Does anybody know any historical precedence for a time of silence? I know about silence during the confession, and perhaps during the Eucharist, and also during the prelude as a time of quieting one's heart, but what about just for who God is? Is there a time where we don't pray, don't meditate, don't do anything, except stand still and put our hands on our mouths in deference to the Glory of Israel? To proclaim that He is God and we are not? Historically again, was there any reason that this is typically left out of liturgies?

I would think that a recovery of this would help in our transcendence-challenged evangellyfish services.

I appreciate your thoughts.

In stillness and silence before Him,
BRIAN


----------



## JonathanHunt (Jun 14, 2005)

I certainly believe in silence before worship. There's nothing I hate more than hearing people discuss domestic trivia right up until the very moment the minister stands to commence the worship. Yuck.

Haven't these people heard of preparing their hearts?
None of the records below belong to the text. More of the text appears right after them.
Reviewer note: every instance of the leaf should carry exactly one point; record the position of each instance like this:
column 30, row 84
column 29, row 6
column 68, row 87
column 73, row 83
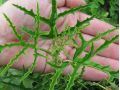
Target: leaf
column 1, row 48
column 31, row 13
column 71, row 11
column 29, row 31
column 13, row 27
column 26, row 11
column 106, row 44
column 12, row 61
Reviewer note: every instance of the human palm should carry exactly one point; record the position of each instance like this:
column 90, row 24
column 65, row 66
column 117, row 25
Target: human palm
column 108, row 57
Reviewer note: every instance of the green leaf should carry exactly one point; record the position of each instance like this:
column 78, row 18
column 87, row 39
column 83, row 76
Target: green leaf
column 106, row 44
column 13, row 27
column 12, row 61
column 26, row 11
Silence during worship is an interesting idea. I can't see that it could be a wrong thing to do. I've certainly come across it before, silences for remebering war dead, and even a minister calling for some silence during his sermon for people to contemplate a particular fact. (Of course, the only person breaking the silence was the preacher himself).

JH


----------



## Timothy (Jun 15, 2005)

My church will have a time of silence to prepare your heart, and then "special singing or music" starts. Thats not silence. And people just talk a little less also. I was raised evangelical Lutheran, and you were quite before service. No coffee, water, red bull drinks in service either. 

Timothy


----------



## staythecourse (Jun 16, 2005)

REformed Baptist church I'm going to has 10 minutes of silence before service starts. No talking at all. We have come up with a problem of noise when doors open and shut into the sanctuary right now. Other than that, I testify that it gets my mind calm and spirit ready for hearing.


----------



## PuritanCovenanter (Jun 17, 2005)

(Ecc 5:1) Keep thy foot when thou goest to the house of God, and be more ready to hear, than to give the sacrifice of fools: for they consider not that they do evil.

(Ecc 5:2) Be not rash with thy mouth, and let not thine heart be hasty to utter any thing before God: for God is in heaven, and thou upon earth: therefore let thy words be few.

Most of the Churches I have ever attended have at least a small time of quiet prayer and meditation. I like the 10 minutes of quiet before the Service starts.


----------